Kyriba has established procedures for periodically verifying implementation of and compliance with the applicable data protection laws. Customers residing in the EEA, UK or Switzerland should direct any questions or concerns regarding the use or disclosure of Personal Data to [email protected]. Customers may also file a complaint with our Office of the Chief Information Security Officer in connection with Kyriba’s processing of their Personal Data; letters should be sent to 4435 Eastgate Mall, Suite 200, San Diego, California 92121. Kyriba will investigate and attempt to resolve any complaints and disputes regarding use and disclosure of Personal Data by reference to the principles contained in this Policy.

Clients or Employees of Customers

Kyriba collects information under the direction of our Customers, and has no direct relationship with the individuals whose Personal Data we process. If you are a client or employee of one of our Customers and would no longer like to be contacted by one of our Customers that use our service, please contact the Customer that you interact with directly. We may transfer Personal Data (e.g., name, email, address, telephone, government-issued identification) to companies that help us provide our service. Transfers to subsequent third parties are covered by the service agreements with our Customers.

If you would like to gain access, seek correction, amendment or deletion of inaccurate information you should direct your query to Kyriba’s Customer (the data controller). If requested to remove data we will respond within a reasonable timeframe. We will retain the Personal Data we process on behalf of our Customers for as long as needed to provide services to our Customer.

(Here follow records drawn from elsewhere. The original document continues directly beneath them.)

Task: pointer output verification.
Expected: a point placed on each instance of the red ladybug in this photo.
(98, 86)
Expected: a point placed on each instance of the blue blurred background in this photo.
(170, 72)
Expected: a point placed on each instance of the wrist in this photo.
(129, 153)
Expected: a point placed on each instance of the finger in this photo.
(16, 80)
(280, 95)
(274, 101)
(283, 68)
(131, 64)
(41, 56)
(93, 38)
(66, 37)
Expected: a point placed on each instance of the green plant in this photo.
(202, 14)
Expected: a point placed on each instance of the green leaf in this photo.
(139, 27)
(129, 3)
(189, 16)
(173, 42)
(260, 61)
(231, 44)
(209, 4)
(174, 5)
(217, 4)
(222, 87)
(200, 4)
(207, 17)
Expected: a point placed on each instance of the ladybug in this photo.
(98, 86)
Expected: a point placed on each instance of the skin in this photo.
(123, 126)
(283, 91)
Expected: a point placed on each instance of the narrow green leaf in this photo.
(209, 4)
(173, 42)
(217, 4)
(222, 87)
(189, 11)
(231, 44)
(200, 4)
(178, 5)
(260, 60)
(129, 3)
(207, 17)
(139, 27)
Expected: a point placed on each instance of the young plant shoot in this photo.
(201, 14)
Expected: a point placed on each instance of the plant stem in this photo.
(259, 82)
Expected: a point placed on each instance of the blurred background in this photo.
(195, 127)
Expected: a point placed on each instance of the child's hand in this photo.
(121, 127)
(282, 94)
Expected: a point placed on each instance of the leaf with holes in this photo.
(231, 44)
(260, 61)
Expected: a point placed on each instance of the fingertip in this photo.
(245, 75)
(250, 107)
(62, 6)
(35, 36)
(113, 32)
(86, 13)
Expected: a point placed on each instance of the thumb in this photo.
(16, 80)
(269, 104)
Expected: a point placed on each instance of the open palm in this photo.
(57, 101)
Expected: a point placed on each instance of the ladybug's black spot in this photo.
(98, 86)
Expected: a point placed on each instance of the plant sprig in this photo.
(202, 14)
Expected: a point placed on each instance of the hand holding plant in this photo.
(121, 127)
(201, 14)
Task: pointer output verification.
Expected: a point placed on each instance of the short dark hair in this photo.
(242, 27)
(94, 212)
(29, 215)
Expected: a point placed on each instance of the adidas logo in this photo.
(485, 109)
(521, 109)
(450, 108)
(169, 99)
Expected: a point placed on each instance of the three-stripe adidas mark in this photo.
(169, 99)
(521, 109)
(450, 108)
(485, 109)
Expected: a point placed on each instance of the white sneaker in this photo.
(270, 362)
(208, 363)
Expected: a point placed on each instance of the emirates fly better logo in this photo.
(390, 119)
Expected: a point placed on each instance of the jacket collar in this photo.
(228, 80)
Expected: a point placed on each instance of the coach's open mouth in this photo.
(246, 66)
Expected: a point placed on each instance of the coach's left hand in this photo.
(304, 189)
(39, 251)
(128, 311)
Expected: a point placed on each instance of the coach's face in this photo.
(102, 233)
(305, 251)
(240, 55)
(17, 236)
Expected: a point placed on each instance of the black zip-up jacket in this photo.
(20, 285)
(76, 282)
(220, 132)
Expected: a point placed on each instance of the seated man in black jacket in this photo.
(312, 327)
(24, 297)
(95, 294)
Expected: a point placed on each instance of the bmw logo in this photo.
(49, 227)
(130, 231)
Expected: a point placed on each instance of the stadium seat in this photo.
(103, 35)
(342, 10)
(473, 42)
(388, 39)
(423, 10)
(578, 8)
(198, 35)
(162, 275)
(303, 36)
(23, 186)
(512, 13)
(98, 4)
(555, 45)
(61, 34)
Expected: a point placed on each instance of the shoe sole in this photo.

Kyriba will retain this Personal Data as necessary to comply with our legal obligations, resolve disputes, and enforce our agreements.

Limitations on Application of the Policy

Adherence by Kyriba to this Policy may be limited (a) to the extent required or permitted by law or legal process, such as to respond to or investigate a legal or ethical obligation or request or pursuant to court orders, subpoenas, interrogatories or similar directive carrying the force of law, including any matters related to national security or public interest; and (b) to the extent expressly permitted by an applicable law, rule or regulation.

How to Contact Us

Please address any questions or concerns regarding our Policy or our practices concerning Personal Data by:
Contacting us via email at [email protected] or writing to:

Kyriba Corp.
Office of the Chief Information Security Officer
4435 Eastgate Mall, Suite 200
San Diego, California 92121

Amendment

We may update this Policy to reflect changes to our information practices. If we make any material changes we will notify you by email (sent to the e-mail address specified in your account) or by means of a notice on this website prior to the change becoming effective. We encourage you to periodically review this page for the latest information on our privacy practices.